Impact of GAI on Different Functions and Industry

GAI has constituted distinct effects on different management functions and specific industries. In this section, we explore the impacts of GAI in different management functions in detail.

Impact of GAI on Different Management Functions

Financial Management

With the rapid expansion of the web and social networks, users convey their thoughts about businesses and brands on online platforms like microblogging on Twitter (Kang et al., 2020). This knowledge and accompanying sentiments can influence the buying decisions of other customers (Tang & Zhang, 2018) and the investment decisions of investors (Nguyen et al., 2020).
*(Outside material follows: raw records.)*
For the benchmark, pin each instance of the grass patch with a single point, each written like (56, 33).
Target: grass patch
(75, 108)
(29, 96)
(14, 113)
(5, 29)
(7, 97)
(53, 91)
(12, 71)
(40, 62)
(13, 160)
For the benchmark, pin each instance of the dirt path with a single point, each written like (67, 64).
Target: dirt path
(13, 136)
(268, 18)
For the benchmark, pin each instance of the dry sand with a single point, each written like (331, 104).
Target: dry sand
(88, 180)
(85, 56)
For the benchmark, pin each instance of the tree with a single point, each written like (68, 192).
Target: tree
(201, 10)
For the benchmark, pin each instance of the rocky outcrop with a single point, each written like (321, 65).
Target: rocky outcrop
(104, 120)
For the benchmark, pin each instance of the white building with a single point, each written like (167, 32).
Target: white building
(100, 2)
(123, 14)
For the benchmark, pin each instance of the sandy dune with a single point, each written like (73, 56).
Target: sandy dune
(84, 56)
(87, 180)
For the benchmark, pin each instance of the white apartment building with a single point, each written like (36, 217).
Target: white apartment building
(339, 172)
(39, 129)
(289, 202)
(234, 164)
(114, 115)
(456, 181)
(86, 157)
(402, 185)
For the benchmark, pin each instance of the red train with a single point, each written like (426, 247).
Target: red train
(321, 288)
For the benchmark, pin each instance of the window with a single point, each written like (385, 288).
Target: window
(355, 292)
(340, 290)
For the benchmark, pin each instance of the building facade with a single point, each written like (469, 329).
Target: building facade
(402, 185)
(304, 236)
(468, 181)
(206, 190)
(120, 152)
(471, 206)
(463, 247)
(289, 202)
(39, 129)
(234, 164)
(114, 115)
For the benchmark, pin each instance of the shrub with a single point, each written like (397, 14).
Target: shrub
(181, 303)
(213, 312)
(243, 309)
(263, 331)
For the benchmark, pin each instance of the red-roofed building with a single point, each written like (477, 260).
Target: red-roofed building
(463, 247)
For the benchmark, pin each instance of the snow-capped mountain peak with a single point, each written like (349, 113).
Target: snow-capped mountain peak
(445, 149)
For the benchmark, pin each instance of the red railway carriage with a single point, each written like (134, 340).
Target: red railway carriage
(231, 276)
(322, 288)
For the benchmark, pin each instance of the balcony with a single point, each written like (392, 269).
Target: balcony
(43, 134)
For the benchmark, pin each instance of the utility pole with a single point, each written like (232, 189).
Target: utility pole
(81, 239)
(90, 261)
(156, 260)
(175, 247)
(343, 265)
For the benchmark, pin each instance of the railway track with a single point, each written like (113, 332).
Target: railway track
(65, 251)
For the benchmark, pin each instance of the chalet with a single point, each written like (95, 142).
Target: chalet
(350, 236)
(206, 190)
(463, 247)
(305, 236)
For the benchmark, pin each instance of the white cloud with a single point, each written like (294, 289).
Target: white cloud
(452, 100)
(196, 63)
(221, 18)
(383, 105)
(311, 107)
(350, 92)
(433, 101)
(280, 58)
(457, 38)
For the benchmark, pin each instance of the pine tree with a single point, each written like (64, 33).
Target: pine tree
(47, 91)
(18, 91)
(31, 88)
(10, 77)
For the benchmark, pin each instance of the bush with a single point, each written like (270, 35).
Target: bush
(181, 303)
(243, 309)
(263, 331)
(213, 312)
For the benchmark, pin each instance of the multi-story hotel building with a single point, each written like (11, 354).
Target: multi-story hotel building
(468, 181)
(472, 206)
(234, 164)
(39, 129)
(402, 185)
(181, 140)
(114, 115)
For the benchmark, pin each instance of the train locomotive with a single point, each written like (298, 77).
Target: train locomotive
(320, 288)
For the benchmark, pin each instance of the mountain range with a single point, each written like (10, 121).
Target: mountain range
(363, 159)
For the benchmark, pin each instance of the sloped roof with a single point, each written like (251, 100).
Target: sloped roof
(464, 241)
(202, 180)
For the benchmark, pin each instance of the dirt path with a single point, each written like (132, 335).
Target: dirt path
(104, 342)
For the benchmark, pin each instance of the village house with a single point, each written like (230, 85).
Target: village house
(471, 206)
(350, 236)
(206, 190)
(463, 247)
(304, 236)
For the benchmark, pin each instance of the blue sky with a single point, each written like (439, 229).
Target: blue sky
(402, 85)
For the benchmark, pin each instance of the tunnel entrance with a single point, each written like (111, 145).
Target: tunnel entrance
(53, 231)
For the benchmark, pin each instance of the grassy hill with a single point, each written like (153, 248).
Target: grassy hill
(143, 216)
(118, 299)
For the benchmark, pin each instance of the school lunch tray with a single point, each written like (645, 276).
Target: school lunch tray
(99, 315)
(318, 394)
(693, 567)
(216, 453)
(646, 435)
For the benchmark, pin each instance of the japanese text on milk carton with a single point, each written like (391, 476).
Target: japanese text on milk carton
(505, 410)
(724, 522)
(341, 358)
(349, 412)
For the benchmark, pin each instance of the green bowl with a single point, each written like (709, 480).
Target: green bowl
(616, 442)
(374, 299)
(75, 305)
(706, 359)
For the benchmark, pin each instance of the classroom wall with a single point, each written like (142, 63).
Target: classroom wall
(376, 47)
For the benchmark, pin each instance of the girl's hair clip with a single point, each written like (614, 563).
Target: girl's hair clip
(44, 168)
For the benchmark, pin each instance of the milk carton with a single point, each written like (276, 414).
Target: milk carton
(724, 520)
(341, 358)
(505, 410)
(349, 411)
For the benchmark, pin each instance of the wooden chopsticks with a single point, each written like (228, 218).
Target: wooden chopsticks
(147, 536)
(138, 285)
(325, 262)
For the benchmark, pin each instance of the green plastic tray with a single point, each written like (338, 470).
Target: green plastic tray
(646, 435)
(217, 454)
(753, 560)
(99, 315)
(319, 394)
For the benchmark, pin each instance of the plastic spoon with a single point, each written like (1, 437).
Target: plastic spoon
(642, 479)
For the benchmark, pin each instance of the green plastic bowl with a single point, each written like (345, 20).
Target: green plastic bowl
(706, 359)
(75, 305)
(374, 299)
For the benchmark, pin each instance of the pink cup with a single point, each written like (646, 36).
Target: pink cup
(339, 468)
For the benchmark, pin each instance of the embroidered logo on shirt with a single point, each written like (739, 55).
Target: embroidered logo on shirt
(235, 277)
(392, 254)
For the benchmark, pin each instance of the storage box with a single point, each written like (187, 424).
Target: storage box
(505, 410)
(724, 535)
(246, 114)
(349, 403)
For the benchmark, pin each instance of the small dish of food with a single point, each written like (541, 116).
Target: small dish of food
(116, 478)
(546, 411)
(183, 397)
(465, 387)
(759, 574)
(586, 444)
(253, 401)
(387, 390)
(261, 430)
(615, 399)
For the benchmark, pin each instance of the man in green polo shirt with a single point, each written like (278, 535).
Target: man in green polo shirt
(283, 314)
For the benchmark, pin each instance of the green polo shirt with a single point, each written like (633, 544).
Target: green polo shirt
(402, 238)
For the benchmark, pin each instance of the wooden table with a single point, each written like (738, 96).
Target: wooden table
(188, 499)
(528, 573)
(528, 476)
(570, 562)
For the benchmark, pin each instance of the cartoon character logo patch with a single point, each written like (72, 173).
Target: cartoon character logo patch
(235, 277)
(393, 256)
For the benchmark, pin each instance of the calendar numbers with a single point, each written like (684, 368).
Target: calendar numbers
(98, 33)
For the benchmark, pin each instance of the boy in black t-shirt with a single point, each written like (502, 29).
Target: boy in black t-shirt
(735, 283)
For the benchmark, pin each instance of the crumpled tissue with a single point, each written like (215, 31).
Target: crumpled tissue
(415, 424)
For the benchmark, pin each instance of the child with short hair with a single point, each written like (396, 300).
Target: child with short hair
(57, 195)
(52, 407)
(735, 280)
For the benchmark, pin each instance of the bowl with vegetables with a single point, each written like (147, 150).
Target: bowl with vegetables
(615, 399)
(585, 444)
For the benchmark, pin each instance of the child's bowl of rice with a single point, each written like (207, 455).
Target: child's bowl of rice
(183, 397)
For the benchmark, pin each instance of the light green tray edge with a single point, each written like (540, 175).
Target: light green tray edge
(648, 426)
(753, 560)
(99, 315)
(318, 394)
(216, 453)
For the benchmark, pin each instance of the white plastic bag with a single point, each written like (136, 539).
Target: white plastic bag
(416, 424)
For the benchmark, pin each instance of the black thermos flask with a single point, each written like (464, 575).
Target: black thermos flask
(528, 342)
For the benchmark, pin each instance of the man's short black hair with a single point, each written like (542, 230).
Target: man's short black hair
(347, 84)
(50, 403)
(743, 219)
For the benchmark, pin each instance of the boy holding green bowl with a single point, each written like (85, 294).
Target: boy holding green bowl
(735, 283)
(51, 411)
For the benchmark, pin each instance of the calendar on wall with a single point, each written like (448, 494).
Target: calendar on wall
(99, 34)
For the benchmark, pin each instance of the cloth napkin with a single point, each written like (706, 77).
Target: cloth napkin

Thus, the financial sector brings flexibility through dramatic transformation in the banking sector by leveraging the GAI language models that have been extensively used to comprehend customers’ wants and successfully target them with suitable products and services (Mogaji et al., 2020a, 2020b). As a result, GAI language models like ChatGPT, FinBERT and NLP are among the major digital disruptors in banks that facilitate back-end operations, data analysis and marketing for banking services without direct client involvement (Huang et al., 2023; Northey et al., 2022; Sheth et al., 2022). Further, the function of ChatGPT will take over routine (non-critical) jobs in the Banking, Financial Services, and Insurance (BFSI) sector, such as customer service, basic financial assessment and text analytics for customer sentiments (Dwivedi et al., 2023a). Accurate analysis would help auditing and consulting services and allow bank executives to emphasise more on the insight and impact part of the user’s computer (Dwivedi et al., 2023a). Subsequently, FinBERT will focus on analysing the firm’s revenue generation and capital markets, particularly on stock price, profit and volatilities, to recognise the text maps for further predictions and achieve competitive advantage with higher accuracy in the financial sector (Huang et al., 2023). Moreover, NLP algorithms are deployed for analysing financial documents and sentiment classification in order to comprehend the organisation’s and individuals’ abilities (Bochkay et al., 2023).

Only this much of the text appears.